The AI Knowledge Problem: Leibnitz, Wolfram, and LLMs

Gottfried Wilhelm Leibnitz (1646-1716), who famously invented calculus at the same time as Isaac Newton (Newton got the credit; we got the Leibnitz notation, thankfully), also believed that if we could discover the correct way of representing our world in symbols, we could calculate the world using logic and mathematics. He also invented binary mathematics and made significant advances in logic to this end.

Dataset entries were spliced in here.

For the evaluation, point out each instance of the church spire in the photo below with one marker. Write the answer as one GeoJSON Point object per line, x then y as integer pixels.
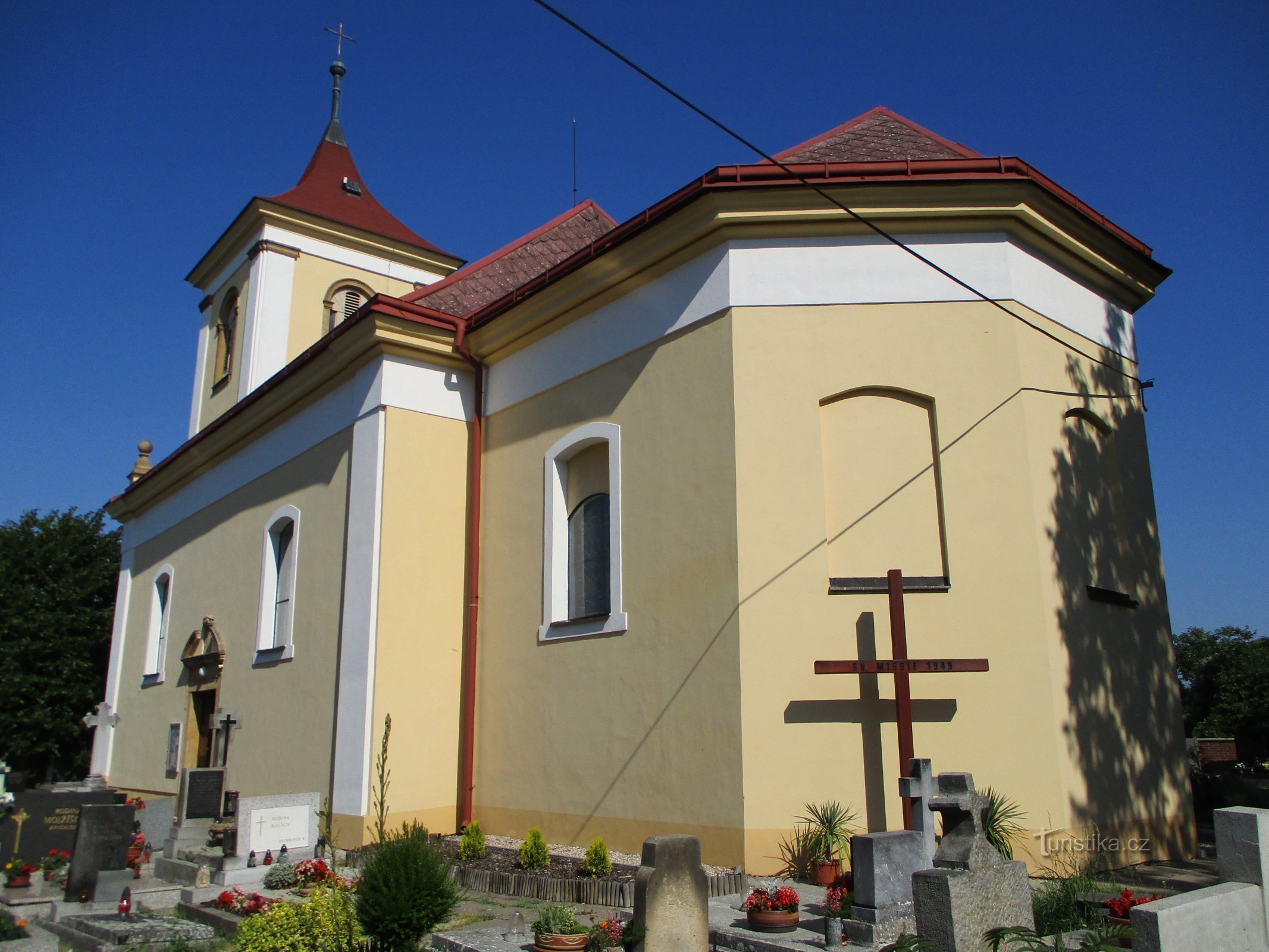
{"type": "Point", "coordinates": [334, 131]}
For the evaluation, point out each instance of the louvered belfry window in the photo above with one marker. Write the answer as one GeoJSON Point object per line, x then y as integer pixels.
{"type": "Point", "coordinates": [344, 303]}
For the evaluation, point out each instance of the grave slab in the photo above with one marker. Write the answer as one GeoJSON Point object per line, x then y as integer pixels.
{"type": "Point", "coordinates": [101, 843]}
{"type": "Point", "coordinates": [672, 897]}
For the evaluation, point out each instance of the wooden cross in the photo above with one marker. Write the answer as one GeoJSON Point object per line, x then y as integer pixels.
{"type": "Point", "coordinates": [227, 721]}
{"type": "Point", "coordinates": [903, 667]}
{"type": "Point", "coordinates": [340, 37]}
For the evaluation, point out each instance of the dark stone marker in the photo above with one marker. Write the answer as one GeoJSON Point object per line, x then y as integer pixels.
{"type": "Point", "coordinates": [203, 793]}
{"type": "Point", "coordinates": [49, 822]}
{"type": "Point", "coordinates": [101, 843]}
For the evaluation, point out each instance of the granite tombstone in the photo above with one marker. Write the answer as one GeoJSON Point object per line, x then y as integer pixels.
{"type": "Point", "coordinates": [42, 821]}
{"type": "Point", "coordinates": [102, 842]}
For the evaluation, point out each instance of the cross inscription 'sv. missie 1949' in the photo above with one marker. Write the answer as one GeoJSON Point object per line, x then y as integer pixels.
{"type": "Point", "coordinates": [901, 667]}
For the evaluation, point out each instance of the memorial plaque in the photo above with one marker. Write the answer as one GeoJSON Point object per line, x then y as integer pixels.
{"type": "Point", "coordinates": [42, 821]}
{"type": "Point", "coordinates": [203, 791]}
{"type": "Point", "coordinates": [101, 843]}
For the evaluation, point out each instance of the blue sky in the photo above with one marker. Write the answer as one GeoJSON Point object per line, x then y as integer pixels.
{"type": "Point", "coordinates": [135, 134]}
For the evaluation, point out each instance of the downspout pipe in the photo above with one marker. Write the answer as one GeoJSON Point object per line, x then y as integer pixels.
{"type": "Point", "coordinates": [468, 722]}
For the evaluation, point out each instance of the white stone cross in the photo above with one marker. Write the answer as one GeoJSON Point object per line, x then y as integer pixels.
{"type": "Point", "coordinates": [103, 716]}
{"type": "Point", "coordinates": [922, 788]}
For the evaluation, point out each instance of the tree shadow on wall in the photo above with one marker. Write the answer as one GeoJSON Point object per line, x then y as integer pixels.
{"type": "Point", "coordinates": [1124, 730]}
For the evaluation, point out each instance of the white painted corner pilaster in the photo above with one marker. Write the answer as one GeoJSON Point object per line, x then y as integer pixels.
{"type": "Point", "coordinates": [355, 724]}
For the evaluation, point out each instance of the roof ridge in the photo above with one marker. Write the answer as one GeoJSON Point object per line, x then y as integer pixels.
{"type": "Point", "coordinates": [879, 111]}
{"type": "Point", "coordinates": [474, 267]}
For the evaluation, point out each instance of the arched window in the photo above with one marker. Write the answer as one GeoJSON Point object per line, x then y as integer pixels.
{"type": "Point", "coordinates": [343, 302]}
{"type": "Point", "coordinates": [278, 585]}
{"type": "Point", "coordinates": [156, 640]}
{"type": "Point", "coordinates": [589, 566]}
{"type": "Point", "coordinates": [581, 581]}
{"type": "Point", "coordinates": [226, 327]}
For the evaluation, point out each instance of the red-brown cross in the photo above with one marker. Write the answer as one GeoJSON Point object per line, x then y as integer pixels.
{"type": "Point", "coordinates": [901, 667]}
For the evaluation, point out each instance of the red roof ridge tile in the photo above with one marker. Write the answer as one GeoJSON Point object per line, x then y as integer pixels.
{"type": "Point", "coordinates": [877, 112]}
{"type": "Point", "coordinates": [321, 192]}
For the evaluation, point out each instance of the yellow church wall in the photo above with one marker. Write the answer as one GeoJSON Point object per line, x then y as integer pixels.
{"type": "Point", "coordinates": [214, 404]}
{"type": "Point", "coordinates": [635, 734]}
{"type": "Point", "coordinates": [314, 278]}
{"type": "Point", "coordinates": [419, 644]}
{"type": "Point", "coordinates": [1017, 728]}
{"type": "Point", "coordinates": [286, 709]}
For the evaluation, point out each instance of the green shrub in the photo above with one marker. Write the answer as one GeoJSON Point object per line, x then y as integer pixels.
{"type": "Point", "coordinates": [1000, 822]}
{"type": "Point", "coordinates": [9, 928]}
{"type": "Point", "coordinates": [597, 862]}
{"type": "Point", "coordinates": [281, 876]}
{"type": "Point", "coordinates": [533, 851]}
{"type": "Point", "coordinates": [557, 920]}
{"type": "Point", "coordinates": [325, 923]}
{"type": "Point", "coordinates": [405, 889]}
{"type": "Point", "coordinates": [472, 844]}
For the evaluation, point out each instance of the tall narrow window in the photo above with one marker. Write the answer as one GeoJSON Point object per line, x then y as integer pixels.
{"type": "Point", "coordinates": [589, 592]}
{"type": "Point", "coordinates": [581, 581]}
{"type": "Point", "coordinates": [156, 640]}
{"type": "Point", "coordinates": [274, 636]}
{"type": "Point", "coordinates": [343, 303]}
{"type": "Point", "coordinates": [226, 327]}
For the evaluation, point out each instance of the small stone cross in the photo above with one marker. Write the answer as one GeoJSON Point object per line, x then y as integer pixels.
{"type": "Point", "coordinates": [964, 845]}
{"type": "Point", "coordinates": [103, 716]}
{"type": "Point", "coordinates": [920, 787]}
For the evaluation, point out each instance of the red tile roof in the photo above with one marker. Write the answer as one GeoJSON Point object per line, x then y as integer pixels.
{"type": "Point", "coordinates": [500, 273]}
{"type": "Point", "coordinates": [321, 192]}
{"type": "Point", "coordinates": [877, 136]}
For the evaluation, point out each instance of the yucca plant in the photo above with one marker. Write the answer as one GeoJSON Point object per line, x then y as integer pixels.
{"type": "Point", "coordinates": [831, 825]}
{"type": "Point", "coordinates": [1000, 822]}
{"type": "Point", "coordinates": [1103, 938]}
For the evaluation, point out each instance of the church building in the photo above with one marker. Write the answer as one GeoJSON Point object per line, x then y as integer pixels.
{"type": "Point", "coordinates": [583, 515]}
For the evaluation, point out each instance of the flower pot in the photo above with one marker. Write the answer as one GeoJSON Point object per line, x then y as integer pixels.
{"type": "Point", "coordinates": [772, 920]}
{"type": "Point", "coordinates": [825, 871]}
{"type": "Point", "coordinates": [554, 942]}
{"type": "Point", "coordinates": [832, 932]}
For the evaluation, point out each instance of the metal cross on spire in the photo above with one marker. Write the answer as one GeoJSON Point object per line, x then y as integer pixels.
{"type": "Point", "coordinates": [340, 36]}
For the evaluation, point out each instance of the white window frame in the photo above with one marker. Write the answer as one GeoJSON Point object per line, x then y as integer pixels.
{"type": "Point", "coordinates": [159, 630]}
{"type": "Point", "coordinates": [555, 536]}
{"type": "Point", "coordinates": [267, 650]}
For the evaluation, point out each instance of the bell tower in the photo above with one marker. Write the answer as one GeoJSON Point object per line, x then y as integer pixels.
{"type": "Point", "coordinates": [292, 267]}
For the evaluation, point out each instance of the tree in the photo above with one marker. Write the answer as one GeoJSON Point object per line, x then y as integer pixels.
{"type": "Point", "coordinates": [1225, 681]}
{"type": "Point", "coordinates": [58, 582]}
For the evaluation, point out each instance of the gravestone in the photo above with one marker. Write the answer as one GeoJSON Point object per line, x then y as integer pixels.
{"type": "Point", "coordinates": [42, 821]}
{"type": "Point", "coordinates": [882, 865]}
{"type": "Point", "coordinates": [101, 847]}
{"type": "Point", "coordinates": [971, 889]}
{"type": "Point", "coordinates": [672, 897]}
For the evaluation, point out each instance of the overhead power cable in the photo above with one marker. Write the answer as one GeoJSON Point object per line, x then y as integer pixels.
{"type": "Point", "coordinates": [820, 192]}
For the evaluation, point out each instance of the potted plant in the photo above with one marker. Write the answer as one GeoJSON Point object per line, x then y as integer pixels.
{"type": "Point", "coordinates": [557, 931]}
{"type": "Point", "coordinates": [54, 863]}
{"type": "Point", "coordinates": [310, 873]}
{"type": "Point", "coordinates": [836, 907]}
{"type": "Point", "coordinates": [829, 838]}
{"type": "Point", "coordinates": [17, 873]}
{"type": "Point", "coordinates": [1120, 907]}
{"type": "Point", "coordinates": [772, 910]}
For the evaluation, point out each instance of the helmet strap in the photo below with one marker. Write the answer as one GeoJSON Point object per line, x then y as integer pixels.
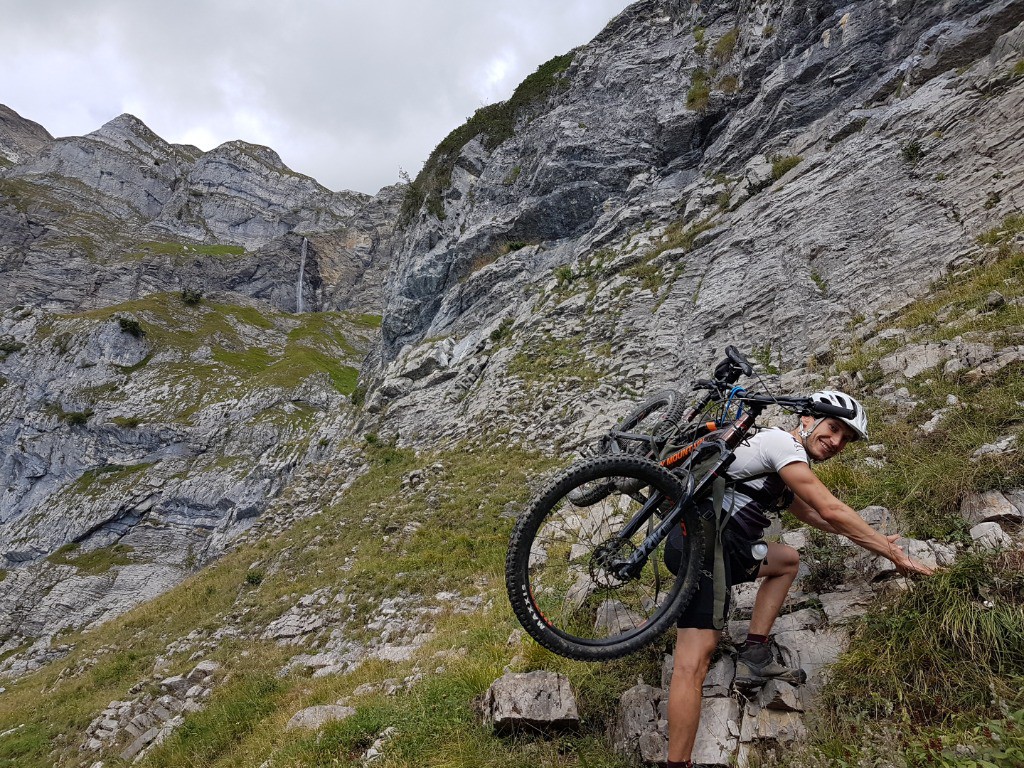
{"type": "Point", "coordinates": [805, 433]}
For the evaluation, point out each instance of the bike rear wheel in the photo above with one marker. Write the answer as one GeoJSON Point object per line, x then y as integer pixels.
{"type": "Point", "coordinates": [558, 570]}
{"type": "Point", "coordinates": [654, 416]}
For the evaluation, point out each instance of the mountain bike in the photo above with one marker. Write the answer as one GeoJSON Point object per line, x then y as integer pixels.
{"type": "Point", "coordinates": [585, 570]}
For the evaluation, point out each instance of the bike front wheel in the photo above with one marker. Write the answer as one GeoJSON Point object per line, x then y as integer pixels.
{"type": "Point", "coordinates": [561, 571]}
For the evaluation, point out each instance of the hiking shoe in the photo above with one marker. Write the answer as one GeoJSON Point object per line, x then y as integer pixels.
{"type": "Point", "coordinates": [755, 667]}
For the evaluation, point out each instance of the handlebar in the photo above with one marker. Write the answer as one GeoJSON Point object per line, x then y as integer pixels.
{"type": "Point", "coordinates": [800, 404]}
{"type": "Point", "coordinates": [740, 361]}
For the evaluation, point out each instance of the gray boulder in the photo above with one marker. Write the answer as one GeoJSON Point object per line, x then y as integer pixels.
{"type": "Point", "coordinates": [534, 700]}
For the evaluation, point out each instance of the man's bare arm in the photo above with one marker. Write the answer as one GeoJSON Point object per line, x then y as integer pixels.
{"type": "Point", "coordinates": [806, 513]}
{"type": "Point", "coordinates": [844, 519]}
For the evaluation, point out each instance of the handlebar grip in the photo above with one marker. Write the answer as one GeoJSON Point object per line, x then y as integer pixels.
{"type": "Point", "coordinates": [733, 354]}
{"type": "Point", "coordinates": [825, 409]}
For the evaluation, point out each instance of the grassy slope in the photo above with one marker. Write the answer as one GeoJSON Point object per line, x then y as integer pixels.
{"type": "Point", "coordinates": [942, 665]}
{"type": "Point", "coordinates": [905, 666]}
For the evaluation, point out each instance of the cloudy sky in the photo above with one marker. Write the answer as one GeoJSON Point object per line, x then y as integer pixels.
{"type": "Point", "coordinates": [347, 91]}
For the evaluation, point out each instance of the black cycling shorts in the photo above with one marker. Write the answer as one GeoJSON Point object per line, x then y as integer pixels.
{"type": "Point", "coordinates": [740, 566]}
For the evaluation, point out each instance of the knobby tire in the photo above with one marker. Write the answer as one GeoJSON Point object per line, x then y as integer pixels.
{"type": "Point", "coordinates": [554, 572]}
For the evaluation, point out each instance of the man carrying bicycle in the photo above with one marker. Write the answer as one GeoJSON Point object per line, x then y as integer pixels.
{"type": "Point", "coordinates": [771, 471]}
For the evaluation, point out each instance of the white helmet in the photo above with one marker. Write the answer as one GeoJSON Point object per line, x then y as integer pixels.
{"type": "Point", "coordinates": [859, 421]}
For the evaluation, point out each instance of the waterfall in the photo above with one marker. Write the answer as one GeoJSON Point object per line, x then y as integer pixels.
{"type": "Point", "coordinates": [298, 289]}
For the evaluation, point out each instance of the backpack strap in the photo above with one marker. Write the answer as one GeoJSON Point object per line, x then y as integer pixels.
{"type": "Point", "coordinates": [766, 500]}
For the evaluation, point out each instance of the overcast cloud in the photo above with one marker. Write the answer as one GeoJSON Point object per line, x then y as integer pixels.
{"type": "Point", "coordinates": [347, 91]}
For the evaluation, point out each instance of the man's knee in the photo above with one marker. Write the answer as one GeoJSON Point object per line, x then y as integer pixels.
{"type": "Point", "coordinates": [782, 559]}
{"type": "Point", "coordinates": [692, 654]}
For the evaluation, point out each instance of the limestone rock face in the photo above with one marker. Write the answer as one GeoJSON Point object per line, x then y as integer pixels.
{"type": "Point", "coordinates": [797, 168]}
{"type": "Point", "coordinates": [119, 213]}
{"type": "Point", "coordinates": [19, 138]}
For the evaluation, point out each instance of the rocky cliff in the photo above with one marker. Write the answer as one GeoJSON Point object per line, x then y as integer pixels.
{"type": "Point", "coordinates": [169, 354]}
{"type": "Point", "coordinates": [835, 188]}
{"type": "Point", "coordinates": [696, 175]}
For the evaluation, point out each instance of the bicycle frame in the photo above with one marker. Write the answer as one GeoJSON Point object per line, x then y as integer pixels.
{"type": "Point", "coordinates": [726, 443]}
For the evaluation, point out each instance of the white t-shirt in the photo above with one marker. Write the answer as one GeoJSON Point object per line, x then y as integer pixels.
{"type": "Point", "coordinates": [764, 454]}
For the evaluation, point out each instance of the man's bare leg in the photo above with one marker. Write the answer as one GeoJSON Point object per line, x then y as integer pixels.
{"type": "Point", "coordinates": [756, 665]}
{"type": "Point", "coordinates": [690, 662]}
{"type": "Point", "coordinates": [779, 571]}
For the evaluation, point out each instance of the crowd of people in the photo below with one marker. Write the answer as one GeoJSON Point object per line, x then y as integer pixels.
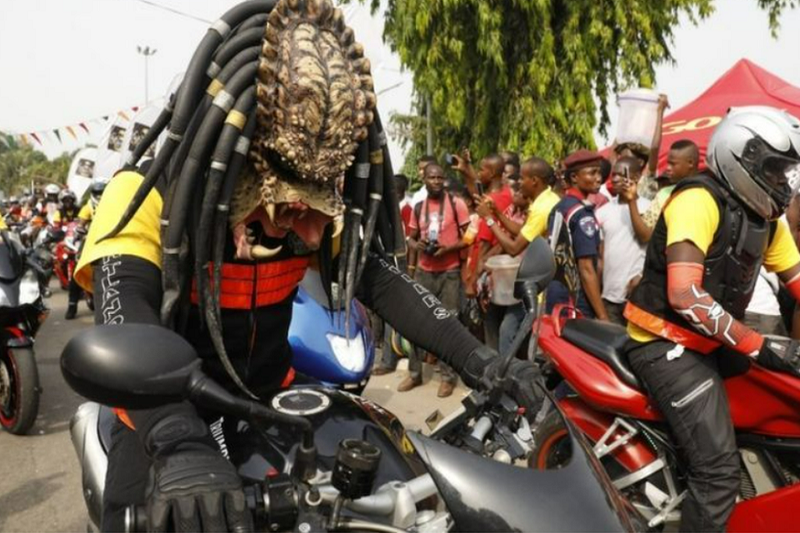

Stephen Wolfram is on a similar mission to make the world computable. For about 40 years, he has been working diligently on this project, starting with Mathematica, then several years ago expanding that to the Wolfram Programming Language, and more recently to the Wolfram Physics Project. Along the way, Wolfram has expanded on the ideas of von Neumann, Turing, and Godel by describing the principle of computational equivalence, and by carefully differentiating between the traditional, formula-based methods of math and physics, and computational or algorithmic methods.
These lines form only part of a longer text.